Après une heure de descente, ponctuée de courtes pauses, nous nous arrêtons un bon quart d’heure pour nous hydrater et échanger nos sensations. Magda, reconnaissable à son casque blanc (c’est la seule) a bien apprécié cette première partie de la route, douce pour les bras et grisante par la vitesse sans pour autant être vraiment dangereuse.

Nous montons ensuite temporairement à bord du van, les vélos chargés sur le toit, pour rejoindre la deuxième partie de la descente. C’est maintenant que les choses se corsent. A partir de là, la route asphaltée laisse place à une étroite piste caillouteuse dont la largeur ne permet pas à deux véhicules de se croiser convenablement et nous allons dorénavant devoir rouler à gauche, c’est-à-dire à l’extérieur, au bord du vide. Pour faciliter la montée des véhicules, la « Route des Yungas » est en effet la seule en Bolivie à imposer un sens de circulation « à l’anglaise ». C’est dans ce deuxième tronçon que les sensations deviennent plus fortes et que la fourche suspendue de nos VTT devient utile. Tout en restant maitre de ma vitesse, je suis Javier de seulement quelques mètres et recherche à chaque virage la trajectoire idéale pour ne pas me laisser distancer. Nous traversons à plusieurs reprises des torrents dont le tracé vient interrompre la piste et nos guides immortalisent ces moments pour nous. Ils sont les seuls à prendre des photos et fournissent sans surcoût à chaque participant un DVD avec les photos et vidéos de la journée. Des accidents ont en effet eu lieu dans le passé, par manque de vigilance de participants, trop occupés à photographier le paysage au lieu de rester concentrés sur la route.

Les pauses que nous effectuons se situent toujours à des endroits particulièrement accidentogènes, en attestent les nombreuses croix et pierres gravées sur le bord de la chaussée en hommage à ceux qui ont perdu la vie sur cette dangereuse route. Certaines courbes portent également des noms qui ne laissent aucun doute sur le caractère meurtrier du lieu en question : la « courbe du diable » est par exemple le surnom d’un notoire virage dans lequel nombre de conducteurs auraient eu des hallucinations, décrivant une route droite au lieu de la courbe en épingle à cheveux.

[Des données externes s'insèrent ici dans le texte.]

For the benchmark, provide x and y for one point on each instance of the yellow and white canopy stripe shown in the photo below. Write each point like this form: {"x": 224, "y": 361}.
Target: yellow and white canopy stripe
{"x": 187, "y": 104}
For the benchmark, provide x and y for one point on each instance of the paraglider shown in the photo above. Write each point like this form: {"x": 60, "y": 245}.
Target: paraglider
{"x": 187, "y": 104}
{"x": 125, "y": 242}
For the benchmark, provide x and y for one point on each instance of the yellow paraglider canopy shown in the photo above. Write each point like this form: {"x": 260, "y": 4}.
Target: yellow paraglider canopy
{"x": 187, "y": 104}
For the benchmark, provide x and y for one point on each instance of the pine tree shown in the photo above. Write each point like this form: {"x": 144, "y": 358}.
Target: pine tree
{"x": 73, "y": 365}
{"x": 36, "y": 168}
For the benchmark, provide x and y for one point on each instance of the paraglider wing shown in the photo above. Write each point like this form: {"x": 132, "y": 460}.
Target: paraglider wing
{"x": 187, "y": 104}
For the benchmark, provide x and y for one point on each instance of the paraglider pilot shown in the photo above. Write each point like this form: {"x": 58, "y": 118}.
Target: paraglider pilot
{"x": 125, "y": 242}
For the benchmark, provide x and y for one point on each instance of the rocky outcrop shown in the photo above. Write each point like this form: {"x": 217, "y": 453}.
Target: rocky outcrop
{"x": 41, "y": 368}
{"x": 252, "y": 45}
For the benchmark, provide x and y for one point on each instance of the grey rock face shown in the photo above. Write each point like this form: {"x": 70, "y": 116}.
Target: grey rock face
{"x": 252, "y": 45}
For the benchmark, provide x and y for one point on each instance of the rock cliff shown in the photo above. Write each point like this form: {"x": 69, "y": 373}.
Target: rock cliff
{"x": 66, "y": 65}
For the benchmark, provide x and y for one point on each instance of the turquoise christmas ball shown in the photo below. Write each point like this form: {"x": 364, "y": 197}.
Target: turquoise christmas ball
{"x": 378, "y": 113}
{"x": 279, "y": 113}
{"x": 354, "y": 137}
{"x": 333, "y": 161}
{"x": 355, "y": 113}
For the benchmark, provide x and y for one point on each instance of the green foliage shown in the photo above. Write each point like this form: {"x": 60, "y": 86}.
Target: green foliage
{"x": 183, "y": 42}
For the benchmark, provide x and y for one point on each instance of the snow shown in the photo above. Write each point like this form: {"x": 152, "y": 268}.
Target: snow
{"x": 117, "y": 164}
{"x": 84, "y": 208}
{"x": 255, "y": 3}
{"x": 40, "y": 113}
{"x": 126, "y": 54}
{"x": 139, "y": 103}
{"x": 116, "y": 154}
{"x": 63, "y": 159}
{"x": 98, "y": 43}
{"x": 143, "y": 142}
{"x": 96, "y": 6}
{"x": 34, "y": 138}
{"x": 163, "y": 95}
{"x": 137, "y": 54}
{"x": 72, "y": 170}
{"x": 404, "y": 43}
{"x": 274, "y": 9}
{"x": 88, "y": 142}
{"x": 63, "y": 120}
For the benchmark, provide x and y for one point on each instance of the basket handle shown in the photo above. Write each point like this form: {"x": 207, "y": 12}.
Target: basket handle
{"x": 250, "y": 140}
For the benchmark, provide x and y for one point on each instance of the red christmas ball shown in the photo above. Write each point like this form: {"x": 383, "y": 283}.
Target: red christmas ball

En près de 4h de descente, nous sommes descendus de 3000 m et une bonne bière fraiche est la bienvenue après la toute dernière partie du trajet qui permet finalement de transpirer un peu en pédalant à plat pendant une demi-heure. En milieu d’après-midi, après un repas dans un hôtel-restaurant de Coroico, un rapide « plouf » dans la piscine de l’hôtel et une douche bien méritée, tout cela étant inclus dans le prix de l’excursion, nous prenons la direction de La Paz pour y revenir en fin de journée après plus de 3 heures de route.

Au final, nous avons passé une excellente journée, la prestation de « No Fear » est irréprochable, les guides sont sérieux et expérimentés à tel point qu’on en oublierait presque à certains moments le tragique passé de la « Route de la Mort ».